The majority of newer robots are capable of performing navigating and working in unstructured environments alongside humans, rather than remaining glued to a fixed location within caged workplaces. These robots are embedded with multiple IoT sensors, computer vision capabilities, and mapping and location software to help them identify objects, sites, and people. Furthermore, they can navigate workplaces and home environments by avoiding hurdles. For example, Savioke’s next-generation robots can easily navigate indoor environments. At the same time, OTTO’s autonomous vehicles can learn and self-adjust their paths by using laser-based perception and memory-based visual reference points.
Several robots are now capable of interacting with humans because of natural language processing (NLP), computer vision, and speech recognition. This paves the way for broader applications for human-robot interaction with little to negligible human training. For instance, Jibo, a personal robot built for home entertainment and automation purposes, leverages the power of face recognition technology to personalize its interactions. Similarly, banks and financial institutions are employing and training them to interact and communicate with customers to resolve basic queries.
The demand for next-generation robots is growing because of falling prices and increasing popularity.
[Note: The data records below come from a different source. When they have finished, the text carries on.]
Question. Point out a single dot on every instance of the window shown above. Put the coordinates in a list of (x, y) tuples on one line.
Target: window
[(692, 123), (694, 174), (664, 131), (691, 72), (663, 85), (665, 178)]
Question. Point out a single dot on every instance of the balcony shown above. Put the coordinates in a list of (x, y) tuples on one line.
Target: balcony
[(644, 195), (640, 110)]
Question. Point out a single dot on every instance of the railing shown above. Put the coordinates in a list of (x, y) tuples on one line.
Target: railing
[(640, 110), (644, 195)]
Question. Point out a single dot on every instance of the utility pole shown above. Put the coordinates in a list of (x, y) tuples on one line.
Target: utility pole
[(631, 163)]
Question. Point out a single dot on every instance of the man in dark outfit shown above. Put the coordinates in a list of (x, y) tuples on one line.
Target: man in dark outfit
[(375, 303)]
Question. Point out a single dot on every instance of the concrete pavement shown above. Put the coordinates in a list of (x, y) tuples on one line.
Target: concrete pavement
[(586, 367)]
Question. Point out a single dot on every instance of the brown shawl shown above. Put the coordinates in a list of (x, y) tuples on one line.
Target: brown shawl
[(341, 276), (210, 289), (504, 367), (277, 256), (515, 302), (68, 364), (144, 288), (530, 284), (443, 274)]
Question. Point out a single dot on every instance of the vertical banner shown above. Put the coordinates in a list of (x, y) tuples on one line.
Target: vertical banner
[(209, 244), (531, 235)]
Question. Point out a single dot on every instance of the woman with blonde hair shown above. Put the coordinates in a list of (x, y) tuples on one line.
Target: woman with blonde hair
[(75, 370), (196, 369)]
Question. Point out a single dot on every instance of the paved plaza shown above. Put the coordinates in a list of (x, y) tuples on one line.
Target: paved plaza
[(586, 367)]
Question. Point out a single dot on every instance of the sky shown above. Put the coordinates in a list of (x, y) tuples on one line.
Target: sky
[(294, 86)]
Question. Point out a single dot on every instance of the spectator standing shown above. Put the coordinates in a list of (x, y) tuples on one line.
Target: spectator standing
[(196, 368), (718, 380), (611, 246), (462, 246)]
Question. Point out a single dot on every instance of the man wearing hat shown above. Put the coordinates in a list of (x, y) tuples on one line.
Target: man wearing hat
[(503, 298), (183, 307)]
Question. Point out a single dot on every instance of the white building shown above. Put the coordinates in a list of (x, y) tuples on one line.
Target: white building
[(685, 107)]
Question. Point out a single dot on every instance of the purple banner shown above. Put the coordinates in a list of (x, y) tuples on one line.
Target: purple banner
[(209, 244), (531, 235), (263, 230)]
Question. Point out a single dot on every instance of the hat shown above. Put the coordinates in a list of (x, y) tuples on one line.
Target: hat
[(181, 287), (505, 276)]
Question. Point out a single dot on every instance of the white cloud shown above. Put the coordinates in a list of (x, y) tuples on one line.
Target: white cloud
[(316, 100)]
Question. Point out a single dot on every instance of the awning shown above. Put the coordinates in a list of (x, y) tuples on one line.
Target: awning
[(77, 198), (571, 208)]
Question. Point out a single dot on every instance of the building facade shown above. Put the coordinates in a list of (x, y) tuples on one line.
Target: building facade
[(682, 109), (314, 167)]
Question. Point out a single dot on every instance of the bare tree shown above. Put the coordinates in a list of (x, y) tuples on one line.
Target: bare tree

The average selling price of conventional industrial robots is falling by over 4 percent annually, and researchers predict rates of cobots to decline by around 3 percent per year. The average cost of the majority of service robots is expected to shrink by 2 to 9 percent each year as well.
Shortages in labors are also fueling the demand for robots. For instance, several factories in China, farms in the United States, and restaurants and healthcare facilities in Singapore are facing labor shortages. Hence, in such situations, robots offer a viable replacement for human workers. Some businesses, such as the automotive sector, are employing and training collaborative robots to perform physically-challenging tasks, allowing aging workers to focus on less taxing work. On the other hand, rising labor costs are making these next-gen robots a reasonable alternative to workers.
Robots are no longer limited to performing a single task, but multiple functions outside of their usual caged environments. As robots themselves get better, flexible, agile, cheaper, and faster, their importance is growing. Businesses will feel their impact far beyond the warehouse floor. With the growing popularity of next-gen robots, senior executives and professionals of all business sectors can inform and prepare themselves to take advantage of the increasingly able robot workers.